Actually, adoption didn’t even cross my mind. I was a little excited to finally have my very own baby. I had been with the birth father for three years without a serious commitment. I was excited to settle down and start our family . . . ha, what a joke. He’s the one that I needed to choose adoption. I wouldn’t talk about it. I would talk about names for our baby, but he never wanted to talk about it. I finally decided, after a lot of prayer and soul-searching, that adoption was what I needed to do.
Did you immediately plan on placing with your first adoptive family?
They were my deciding factor that I would place. I didn’t want to place with anyone else. So I emailed them that I was thinking of placing but wasn’t sure yet. But if I did, would they be ready to adopt again. They said they would support me no matter what, but yes they had been praying for a way to adopt again. She told me that my email gave her chills because they had just been to the Mormon temple to pray about it. So that’s when I knew adoption was right choice again.
Were you prepared to feel the same feelings that you did the first time you placed?
I was. I knew exactly how I wanted things to go in the hospital. At the same time, it also brought me a lot of anxiety knowing what was coming. I remember being in the hospital and I had just put my gown on and I looked at the birth father and mouthed, “I can’t do this again! I’m scared!” He told me that I was strong and I could do it. Part of me was talking about labor, but I was more talking about what was coming next.
Did the fact that you knew what you were doing help you prepare for the emotions?
Placement was emotional in different ways that time. I didn’t feel dread when the family walked in the room. I got to see my first baby! And I got to introduce him to his new sister! We all sat around the hospital room for a long time, chatting, taking pictures. My siblings played with the oldest daughter of the family. I have a picture of them playing with the controls of my hospital bed. It was just like a family reunion. I knew when I left them and they said “see you later,” they meant it. I was able to walk myself out of the hospital instead of being a horrible depressed lump in a wheelchair.

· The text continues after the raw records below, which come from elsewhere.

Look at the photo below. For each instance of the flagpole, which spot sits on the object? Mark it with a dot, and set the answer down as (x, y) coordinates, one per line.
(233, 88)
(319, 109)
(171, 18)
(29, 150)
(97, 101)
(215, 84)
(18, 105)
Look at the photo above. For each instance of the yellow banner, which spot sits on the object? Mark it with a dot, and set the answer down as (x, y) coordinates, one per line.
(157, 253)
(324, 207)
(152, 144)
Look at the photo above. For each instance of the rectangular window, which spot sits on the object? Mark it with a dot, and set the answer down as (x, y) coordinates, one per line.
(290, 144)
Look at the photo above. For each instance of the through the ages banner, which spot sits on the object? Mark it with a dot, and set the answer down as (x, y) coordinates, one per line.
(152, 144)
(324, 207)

How hard was it to contact your couple to ask them to parent again?
It would have been tough had our first adoption stayed the way the agency wanted it. I would have received my last letter from them the year before. But since they decided to bend the rules and find a way to get me their personal info, all I had to do was email them. God knew what he was doing when he gave them that prompting.
Do you think it caused strife in your relationship or did it bring you closer?

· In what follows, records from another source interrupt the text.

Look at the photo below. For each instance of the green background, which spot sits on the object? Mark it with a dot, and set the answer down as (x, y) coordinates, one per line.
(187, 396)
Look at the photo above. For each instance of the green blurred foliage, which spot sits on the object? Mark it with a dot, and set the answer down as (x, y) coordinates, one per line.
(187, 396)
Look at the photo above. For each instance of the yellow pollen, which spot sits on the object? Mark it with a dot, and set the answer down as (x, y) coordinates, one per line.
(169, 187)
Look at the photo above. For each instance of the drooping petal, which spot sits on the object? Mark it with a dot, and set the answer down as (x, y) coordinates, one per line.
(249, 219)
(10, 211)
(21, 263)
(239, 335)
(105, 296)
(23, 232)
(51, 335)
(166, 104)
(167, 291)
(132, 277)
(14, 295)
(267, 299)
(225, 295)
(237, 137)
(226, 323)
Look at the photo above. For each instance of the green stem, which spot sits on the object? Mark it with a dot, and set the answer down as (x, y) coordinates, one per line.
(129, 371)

It brought us so much closer. The adoptive dad always had his hesitations about open adoption, but I think placing with them a second time really made him realize I was not a threat and that I did love them. As soon as I told them I wanted to place with them, they said they wanted to start having visits. That helped us grow closer and we really started feeling like family.
What is the one thing you hope your birth children know about your decision to place both of them?
That it was always about them. I wanted them both so badly, I wrestled God spiritually to not let adoption be the right choice. That even if they end up hating me for choosing adoption, I will never regret it. I know without a doubt it was the choice I was supposed to make. I was meant to help them get to their family. And above all that I love them and I am so proud of them!